We’re all humbled by the polar regions, and I always think of being in Antarctica as a chance to reset my senses — to clean my palette, so to speak. Being there wipes the slate clean of our preconceptions of our ordinary lives because we’re experiencing an otherworldly, almost fantastical place that we’re not used to.
I remember being a bit overwhelmed and anxious about missing something on my first few journeys, because you can’t help but want to take it all in. But now I tell people that the quality of what they see is more important than the quantity. Quality, gratitude and humility — that’s why we go to Antarctica.
Last summer I was working as an expedition leader with One Ocean Expeditions on a trip to Norway’s Svalbard archipelago and saw something you don’t
We were off Nordaustlandet, which is the second-largest island in Svalbard, sailing alongside a 160-kilometre-long ice cliff that’s part of the Austfonna ice cap, looking for polar bears. I was outside on the top deck and had already seen a few — one that was sitting on top of the cliff, two more that were on a little iceberg below it and two more courting — when I spotted one in the water swimming toward us.
Normally we see curious bears when we’ve been nosed into the sea ice for hours at a time; eventually, they approach the ship, whether it’s a mother and a cub or an individual bear. But this one swam right up to the bow, then actually circled the vessel. It was amazing because the water was so clear that we could see its entire body and how it moved, how powerful it was. A few of us joked that if the gangway had been down, the bear might have walked up it!
You always hope to see polar bears on the ice or on land from the Zodiacs that we take out on the water, but to see one swim to the ship and and then all the way around it was a pretty special experience — not just for passengers but for staff, too.
I like to say that I have the best office in the world, and sharing it with guests so that they can witness something like that is a great part of my job.
Working with One Ocean Expeditions has been a huge departure from being a photojournalist because I was used to covering news and current events, which means predominantly photographing people. So when I sailed to Antarctica for the first time, I didn’t expect much, but I soon realized it was an opportunity to document not just the spectacular wildlife and scenery but the passengers, too. Some of my favourite shots are of people either laughing uncontrollably or crying; in both cases it’s because they’re simply overwhelmed by what they’re seeing.
I have three really memorable photos from my experiences in the Antarctic.
The first is of Richard Symonds, an artist who does incredible paintings and drawings of wildlife.
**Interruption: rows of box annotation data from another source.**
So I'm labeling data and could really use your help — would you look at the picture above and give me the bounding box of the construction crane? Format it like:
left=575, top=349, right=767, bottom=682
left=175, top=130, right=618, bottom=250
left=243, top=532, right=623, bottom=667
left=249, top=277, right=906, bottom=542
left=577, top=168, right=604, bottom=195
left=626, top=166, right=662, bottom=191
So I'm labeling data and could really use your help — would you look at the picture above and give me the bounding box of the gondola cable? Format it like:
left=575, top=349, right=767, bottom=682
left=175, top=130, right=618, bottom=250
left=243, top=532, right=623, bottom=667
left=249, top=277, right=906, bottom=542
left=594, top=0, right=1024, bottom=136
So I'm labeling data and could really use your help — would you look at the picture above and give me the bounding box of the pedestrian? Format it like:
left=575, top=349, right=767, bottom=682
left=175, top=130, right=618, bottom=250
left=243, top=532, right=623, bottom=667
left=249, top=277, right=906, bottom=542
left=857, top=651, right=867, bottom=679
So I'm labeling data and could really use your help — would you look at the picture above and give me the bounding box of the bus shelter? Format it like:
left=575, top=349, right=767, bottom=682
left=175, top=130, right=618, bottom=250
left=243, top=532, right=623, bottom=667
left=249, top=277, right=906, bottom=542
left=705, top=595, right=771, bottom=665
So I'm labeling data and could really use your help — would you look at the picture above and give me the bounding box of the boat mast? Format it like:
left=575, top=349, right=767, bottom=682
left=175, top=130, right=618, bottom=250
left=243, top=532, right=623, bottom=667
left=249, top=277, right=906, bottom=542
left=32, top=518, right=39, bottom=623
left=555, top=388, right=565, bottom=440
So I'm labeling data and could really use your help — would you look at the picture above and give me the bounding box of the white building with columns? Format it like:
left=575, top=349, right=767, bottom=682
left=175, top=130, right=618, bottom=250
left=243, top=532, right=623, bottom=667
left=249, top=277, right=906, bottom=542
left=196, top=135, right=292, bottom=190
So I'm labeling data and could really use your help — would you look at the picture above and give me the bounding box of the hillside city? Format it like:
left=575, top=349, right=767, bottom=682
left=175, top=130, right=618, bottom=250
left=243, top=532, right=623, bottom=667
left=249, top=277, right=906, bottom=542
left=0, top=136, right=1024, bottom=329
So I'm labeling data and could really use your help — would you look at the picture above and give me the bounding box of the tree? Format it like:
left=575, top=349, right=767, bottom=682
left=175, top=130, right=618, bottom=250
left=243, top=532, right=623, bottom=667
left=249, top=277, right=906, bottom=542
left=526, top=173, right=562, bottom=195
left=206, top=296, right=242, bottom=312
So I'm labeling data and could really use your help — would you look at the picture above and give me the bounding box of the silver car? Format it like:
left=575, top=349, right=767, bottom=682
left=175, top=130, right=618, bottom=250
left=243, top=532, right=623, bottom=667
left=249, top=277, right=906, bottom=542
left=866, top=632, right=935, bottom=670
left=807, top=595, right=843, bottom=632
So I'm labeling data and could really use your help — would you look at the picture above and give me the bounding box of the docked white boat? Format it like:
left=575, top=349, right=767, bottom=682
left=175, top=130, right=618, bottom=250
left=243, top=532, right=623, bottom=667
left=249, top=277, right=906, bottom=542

I got him lying on his belly in the middle of whiteout conditions, holding a GoPro on a stick, with a penguin staring right into his camera. The tears are coming down his face, but his smile makes me want to cry every time I see it.
The second is of an extremely cold and windy excursion to a beach, where I had penguins come very close to my camera. They were completely iced over, even their eyes, but they were like, “Well, whatever.” They were like kids in a playground.
The third is of a lady who was sitting in a Zodiac looking through her binoculars. But when she put them down, she didn’t look right, so I zoomed in and captured this big teardrop coming out of her eye as she was staring off into the landscape. It was an absolutely incredible moment.